Recensione di “Odio l’estate” di Aldo, Giovanni e Giacomo

“Odio l’estate” è un film del 2020 del trio comico Aldo, Giovanni e Giacomo, diretto da Massimo Venier.

Il film è attualmente disponibile su Sky Primafila.

La storia è piuttosto semplice. Tre famiglie diversissime tra loro si ritrovano, per un disguido dell’agenzia che affitta gli appartamenti per le vacanze, a dover convivere sotto lo stesso tetto su un’isola della Puglia ad Agosto (alta stagione).

Aldo è felicemente sposato con una moglie che lo adora e non dà peso al fatto che lui sembri in apparenza un fannullone, in quanto è sempre a casa in malattia e con troppi dolori alla schiena per darle una mano in qualsiasi attività. I due hanno tre figli, ma il maggiore è appena stato processato dal tribunale dei minori per furto; ciononostante, loro sembrano felici e affiatati, con persino un adorabile cane al seguito.

Giacomo è un dentista di successo, completamente immerso nel lavoro, con una moglie che sembra non sopportarlo, ansiosa e agitata; ha un figliastro, anche lui apparenemente infastidito da lui, con cui non riesce a stabilire un rapporto.

Giovanni parte anche lui con la famiglia al seguito, moglie e figlia diciottenne; nonostante il suo negozio storico di calzature sia in crisi nera e lui sia costretto a prendere la decisione di chiuderlo a settembre, l’uomo non racconta nulla alla famiglia, che per altro è esasperata dalla sua pignoleria.
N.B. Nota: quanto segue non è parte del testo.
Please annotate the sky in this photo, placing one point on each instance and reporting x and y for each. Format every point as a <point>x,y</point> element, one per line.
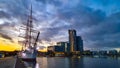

Sebbene l’espediente per farli incontrare sia un cliché e i loro personaggi siano anch’essi i loro classici (Aldo il chiassoso fannullone, Giovanni il pignolo e Giacomo lo sfigato), la pellicola riesce a non trasmettere quel senso di “già visto” o di stucchevole degli ultimi film. Tanto per cominciare i loro personaggi sono più vecchi e si confrontano con vite di successi e fallimenti, e hanno la caratterizzazione di chi tira le somme, nel bene e nel male. E questo, secondo me, è il vero punto di forza del film. Le battute sono carine, il film è divertente, ma, a differenza dei loro capolavori storici, non si rimane piegati in due dal ridere, quanto piuttosto si osserva la storia con un sorriso sulle labbra.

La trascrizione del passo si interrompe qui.